だが、その妥協策は彼女が率いる党の大半と、先月ザルツブルグでヨーロッパの指導者たちによって拒否されてしまった。その後、メイ首相と保守党はより困難な失策、つまりひょっとするとまったくの「合意なきEU離脱」に向かっていくしかないように思われる。

毎週5億ポンドの損失が出てるとの見立ても

すでに、イギリス経済は、国境や市場、物資の供給などをめぐる混乱が避けられないというシナリオだけで痛手を受けている。ある報告によれば、イギリスは経済活動において、毎週5億ポンドを失っている可能性がある。が、将来的な不透明性が増す中、損失額はさらに膨らむことが避けられないだろう。

来年中にもイギリスに、右翼的な、シンガポールのような安息の地を作ることを期待して、税金と支出を大幅に削減するEU懐疑派の保守政権が誕生するかもしれない。あるいは、解散総選挙が野党労働党をまったく正反対の舞台に招き入れ、公共部門へ投資する資金を得るために、富裕層と主要企業の税金を劇的に引き上げることになるかもしれない。

2回目の国民投票を求める声が高まりつつあるが、実現した場合、どのような結果を招くのかはまったく不透明である。

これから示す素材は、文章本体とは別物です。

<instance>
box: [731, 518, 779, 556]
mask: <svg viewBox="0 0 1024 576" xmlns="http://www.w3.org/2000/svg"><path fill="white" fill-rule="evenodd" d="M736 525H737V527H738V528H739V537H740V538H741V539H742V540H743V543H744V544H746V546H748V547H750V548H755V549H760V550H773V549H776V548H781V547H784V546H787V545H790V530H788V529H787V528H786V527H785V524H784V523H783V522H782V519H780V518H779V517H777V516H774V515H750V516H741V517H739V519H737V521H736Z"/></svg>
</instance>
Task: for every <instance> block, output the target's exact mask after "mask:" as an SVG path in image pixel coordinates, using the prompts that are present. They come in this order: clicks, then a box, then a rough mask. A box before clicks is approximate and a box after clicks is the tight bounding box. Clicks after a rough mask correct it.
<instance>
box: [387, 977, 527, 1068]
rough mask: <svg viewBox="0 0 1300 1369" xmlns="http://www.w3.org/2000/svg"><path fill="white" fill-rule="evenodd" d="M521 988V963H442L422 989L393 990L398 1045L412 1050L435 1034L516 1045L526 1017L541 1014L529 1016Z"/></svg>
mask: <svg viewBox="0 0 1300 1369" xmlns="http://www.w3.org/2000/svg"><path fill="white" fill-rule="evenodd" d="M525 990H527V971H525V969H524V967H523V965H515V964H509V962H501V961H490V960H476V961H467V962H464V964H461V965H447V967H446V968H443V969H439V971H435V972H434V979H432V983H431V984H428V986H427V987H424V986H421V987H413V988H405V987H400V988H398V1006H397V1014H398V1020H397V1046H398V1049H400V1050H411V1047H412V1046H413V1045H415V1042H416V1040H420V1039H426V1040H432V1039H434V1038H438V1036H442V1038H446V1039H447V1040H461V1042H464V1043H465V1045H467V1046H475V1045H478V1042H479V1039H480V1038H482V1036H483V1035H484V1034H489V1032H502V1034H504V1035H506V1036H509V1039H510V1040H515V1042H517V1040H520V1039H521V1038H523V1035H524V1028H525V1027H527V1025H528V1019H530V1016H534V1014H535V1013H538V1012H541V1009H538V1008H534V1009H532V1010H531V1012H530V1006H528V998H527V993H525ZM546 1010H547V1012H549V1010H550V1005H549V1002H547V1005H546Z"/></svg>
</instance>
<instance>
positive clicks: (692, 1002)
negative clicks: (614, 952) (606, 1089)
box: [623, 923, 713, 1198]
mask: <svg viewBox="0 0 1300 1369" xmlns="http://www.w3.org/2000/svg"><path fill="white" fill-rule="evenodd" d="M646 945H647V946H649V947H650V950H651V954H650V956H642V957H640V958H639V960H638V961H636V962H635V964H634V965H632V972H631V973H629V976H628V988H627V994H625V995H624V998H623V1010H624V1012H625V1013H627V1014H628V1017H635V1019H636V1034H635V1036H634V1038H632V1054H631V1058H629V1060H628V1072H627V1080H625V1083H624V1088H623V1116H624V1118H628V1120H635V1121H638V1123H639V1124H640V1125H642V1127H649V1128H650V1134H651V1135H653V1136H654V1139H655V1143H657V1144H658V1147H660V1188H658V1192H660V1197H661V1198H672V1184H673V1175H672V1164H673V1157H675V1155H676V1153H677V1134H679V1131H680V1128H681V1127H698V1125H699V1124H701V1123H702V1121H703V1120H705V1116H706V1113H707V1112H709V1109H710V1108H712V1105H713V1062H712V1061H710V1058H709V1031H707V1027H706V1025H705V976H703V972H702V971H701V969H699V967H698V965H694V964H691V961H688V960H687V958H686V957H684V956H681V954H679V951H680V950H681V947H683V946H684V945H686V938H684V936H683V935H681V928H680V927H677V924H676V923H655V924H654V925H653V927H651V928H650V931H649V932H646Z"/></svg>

新たに投票を行えば、混沌とした「合意なきEU離脱」か、それよりはずっと穏健なもの――おそらくはノルウェーやスイスのような、EU連合の外ではあるが、その国々や制度とは密接につながっているような位置――の間の選択が得られるだろうと示唆する人たちがいる。あるいは、EU離脱を完全に放棄して、EUにとどまるという選択肢も投票にかけなければならないと主張する人たちもいる。